To steer a course of progress in which we must always be trying to avoid a little bit of inflation on the one hand or a little bit of unused capacity or unemployment on the other must surely require the most continual and unremitting attention of the steersman; and I think we shall entirely fail to understand the economic problems of what is sometimes called the "affluent society" if we regard these necessary movements in a direction of credit restraint or relaxation as a series of improvised jerks, or as changes of policy which contradict each other. They are nothing of the kind. You might as well say that a good driver is continually changing his policy because he uses his brakes when going downhill and his accelerator when going uphill, or because sometimes he turns the steering wheel to the right and sometimes to the left.

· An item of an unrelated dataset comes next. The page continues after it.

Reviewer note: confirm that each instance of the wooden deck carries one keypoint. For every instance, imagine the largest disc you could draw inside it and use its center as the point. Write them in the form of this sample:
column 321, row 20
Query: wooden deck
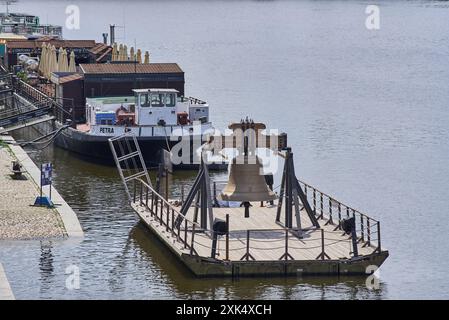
column 258, row 245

Disturbance to industry which results from changes in bank rate or from changes in the amount of money which the joint stock banks can advance to their clients is certainly not greater now than it used to be in the old days of the gold standard. Politicians were not blamed for it then, because all they were expected to do was to make the law that the paper promises of the bank must always be legally convertible into gold at the rate of £3 17s. 10d. an ounce, and everything else was supposed to work automatically, although every now and then the Bank got into such a muddle that it had to come and ask the Government to suspend gold payments. But the unemployment and unused capacity in those days were far greater than they are now.

To-day the Government are responsible for a managed currency; they are responsible for monetary and credit policy, and it is very right that every detail of that policy should be criticised in Parliament, as it usually is with strong partisan fervour, and sometimes with wisdom. I do not really think that any of us have done quite so badly as one might think from reading all the Parliamentary debates. The greatest failure of post-war monetary policy was the inflation which went on for twelve years from 1945 to 1957. But the harm which it did to the British economy, although very great indeed, is not so great as the harm which it would do now if inflation came back in the 1960's when the sellers' market has gone.

On the other hand, we have succeeded in maintaining the whole time such a high level of employment that we now regard as very bad an unemployment percentage of 3 per cent.; which would have been regarded as almost incredibly good at any previous period of our history. I hope, my Lords, that we shall all be willing, in all Parties, to learn both from our failures and from our successes, and also from the advice of our opponents as well as of our friends. Meanwhile, whoever happens to form the Government has got to take the necessary decisions, which we have tried to do, not after, but before the development of the economic difficulties which those decisions are designed to meet, and in plenty of time before them. That is what we have tried to do and we must always be willing to be judged by the results. I beg to move.